A Divina Comédia - poema alegórico que marca o início da
literatura italiana - foi escrita em 1300 por Dante Alighieri. É dividido em três
cânticos: Inferno, Purgatório e Paraíso, de 33 cantos cada um e mais um canto
introdutório. São 14.233 versos que descrevem a viagem imaginária de Dante - em crise
espiritual, ao além, em companhia do poeta Virgílio -, símbolo da razão, de Beatriz e
de São Bernardo. Representa o percurso da humanidade, que se purifica e se reconcilia com
Deus em direçao à felicidade eterna.
Impacto emotivo
Os desenhos de Botticelli são em seqüência, como num filme, e
ilustram apenas o que Dante vê em seu caminho. Centenas de figuras que não se repetem,
com posturas e expressões diferentes, de forte impacto emotivo.
A obra foi encomendada por Lorenzo Pierfrancesco de Médici - primo
em segundo grau de Lorenzo o Magnífico, amigo e mecenas de Botticelli, que por sua
encomenda realizou as obras mais conhecidas: Primavera, Nascimento de Vênus.
Realizados em folhas de pergaminho de 32,5 cm de altura por 47,5 cm
de largura, faziam parte de um único manuscrito. Debaixo de cada ilustração havia o
conto correspondente, escrito à mão por Niccolo Mangona Botticelli, que assina a obra no
canto 27 do Paraíso. O artista usou várias técnicas e instrumentos, até chumbo e
prata, além de várias tintas. Ao lado de tênues e imperceptíveis esboços, há
desenhos terminados, alguns parcialmente coloridos.
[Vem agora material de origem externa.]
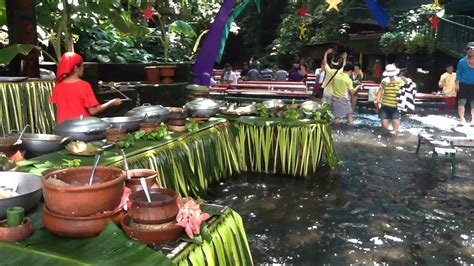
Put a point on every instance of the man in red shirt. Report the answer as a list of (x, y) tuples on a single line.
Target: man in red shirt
[(72, 95)]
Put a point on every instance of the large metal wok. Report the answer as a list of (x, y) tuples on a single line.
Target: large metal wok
[(203, 107), (38, 144), (153, 113), (29, 188), (130, 123)]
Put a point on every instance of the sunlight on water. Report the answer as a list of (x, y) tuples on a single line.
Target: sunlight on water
[(381, 206)]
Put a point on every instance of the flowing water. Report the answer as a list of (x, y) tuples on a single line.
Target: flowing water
[(382, 204)]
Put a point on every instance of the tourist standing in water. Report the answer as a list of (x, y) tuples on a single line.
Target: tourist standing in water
[(465, 77), (448, 83), (342, 88), (330, 73), (387, 97)]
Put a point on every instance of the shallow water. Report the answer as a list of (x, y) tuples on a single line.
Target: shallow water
[(381, 205)]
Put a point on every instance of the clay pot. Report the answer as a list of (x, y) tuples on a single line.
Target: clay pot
[(151, 236), (80, 199), (134, 182), (162, 208), (167, 73), (152, 74), (115, 134), (16, 233), (11, 148), (78, 227), (148, 127)]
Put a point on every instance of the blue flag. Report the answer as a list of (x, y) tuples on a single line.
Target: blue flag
[(379, 14)]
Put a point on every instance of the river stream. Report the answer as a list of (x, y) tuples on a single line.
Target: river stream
[(381, 205)]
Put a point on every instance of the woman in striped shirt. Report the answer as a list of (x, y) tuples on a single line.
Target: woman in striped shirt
[(387, 96)]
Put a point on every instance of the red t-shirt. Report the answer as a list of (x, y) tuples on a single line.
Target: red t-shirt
[(72, 100)]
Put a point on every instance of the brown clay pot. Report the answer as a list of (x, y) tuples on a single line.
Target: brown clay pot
[(78, 227), (114, 134), (16, 233), (159, 236), (162, 208), (148, 127), (80, 199), (11, 148), (134, 182), (167, 73), (152, 74)]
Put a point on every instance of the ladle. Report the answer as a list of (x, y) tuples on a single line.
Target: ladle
[(21, 133), (96, 162), (145, 188), (125, 164)]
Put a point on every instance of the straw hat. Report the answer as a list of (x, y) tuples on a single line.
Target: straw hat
[(391, 70)]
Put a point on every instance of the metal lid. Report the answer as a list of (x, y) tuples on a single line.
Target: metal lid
[(202, 103), (82, 124), (150, 110)]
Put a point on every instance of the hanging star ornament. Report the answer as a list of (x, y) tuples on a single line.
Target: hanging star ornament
[(148, 14), (303, 31), (434, 20), (333, 4), (303, 11)]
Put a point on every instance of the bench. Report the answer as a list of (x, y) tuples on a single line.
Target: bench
[(438, 147)]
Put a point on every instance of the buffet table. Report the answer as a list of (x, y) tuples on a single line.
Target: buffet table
[(228, 246)]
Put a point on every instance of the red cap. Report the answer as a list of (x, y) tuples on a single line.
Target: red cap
[(66, 65)]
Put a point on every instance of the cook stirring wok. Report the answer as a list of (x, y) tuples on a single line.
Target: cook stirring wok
[(72, 95)]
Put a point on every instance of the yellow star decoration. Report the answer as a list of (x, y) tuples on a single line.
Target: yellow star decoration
[(303, 31), (333, 4)]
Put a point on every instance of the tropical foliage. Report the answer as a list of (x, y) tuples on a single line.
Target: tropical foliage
[(411, 32), (20, 104), (192, 164), (285, 146)]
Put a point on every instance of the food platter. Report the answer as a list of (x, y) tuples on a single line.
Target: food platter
[(80, 148)]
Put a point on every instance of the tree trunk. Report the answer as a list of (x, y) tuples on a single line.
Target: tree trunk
[(21, 20)]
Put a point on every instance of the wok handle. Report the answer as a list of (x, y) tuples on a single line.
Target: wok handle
[(93, 131), (64, 140)]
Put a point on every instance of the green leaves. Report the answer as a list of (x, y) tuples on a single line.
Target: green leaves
[(182, 27), (7, 54), (111, 247)]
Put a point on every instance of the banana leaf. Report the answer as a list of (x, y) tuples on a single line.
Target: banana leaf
[(228, 245), (111, 247)]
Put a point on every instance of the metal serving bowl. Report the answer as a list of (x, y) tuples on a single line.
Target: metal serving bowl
[(130, 123), (29, 188), (38, 144), (202, 107)]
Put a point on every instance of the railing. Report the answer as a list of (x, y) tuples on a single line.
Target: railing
[(453, 34)]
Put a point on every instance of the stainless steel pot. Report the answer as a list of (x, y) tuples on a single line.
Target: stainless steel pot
[(202, 107), (29, 188), (153, 113), (84, 128), (129, 123), (270, 104), (38, 144), (308, 107)]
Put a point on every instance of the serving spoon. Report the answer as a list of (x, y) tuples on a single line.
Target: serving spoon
[(96, 162), (125, 164), (145, 188)]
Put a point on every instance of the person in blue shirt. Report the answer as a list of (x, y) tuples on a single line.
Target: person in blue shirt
[(465, 77)]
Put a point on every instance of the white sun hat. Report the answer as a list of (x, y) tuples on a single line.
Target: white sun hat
[(391, 70)]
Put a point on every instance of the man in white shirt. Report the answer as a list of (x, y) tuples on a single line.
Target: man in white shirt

É uma obra inacabada que os
historiadores ainda não sabem se foi deixada assim intencionalmente e por que.
O único desenho completo e todo colorido é O Inferno. Rico de
detalhes arquitetônicos e fantásticos, personagens em miniatura, síntese de toda a
obra. Segundo Dante, o inferno é um enorme buraco, formado por nove círculos, que vão
se tornando cada vez mais estreitos até chegar ao centro da Terra. Os últimos três
círculos são subdivididos. O sétimo, por exemplo, é feito de três minicírculos, um
deles é o rio de sangue vermelho. O 9º e último se divide em quatro zonas de gelo
eterno.
Para representar o inferno, Sandro Botticelli usou a imagem de um
grande funil, algo sem precedentes na história da pintura. A parte superior toma quase
toda a largura da folha, afinando para baixo. Cada círculo é rico de detalhes e tons
diferentes de luz. É como um grande e moderno "zoom" cinematográfico, que
termina com a imagem de Satanás no hemiciclo final.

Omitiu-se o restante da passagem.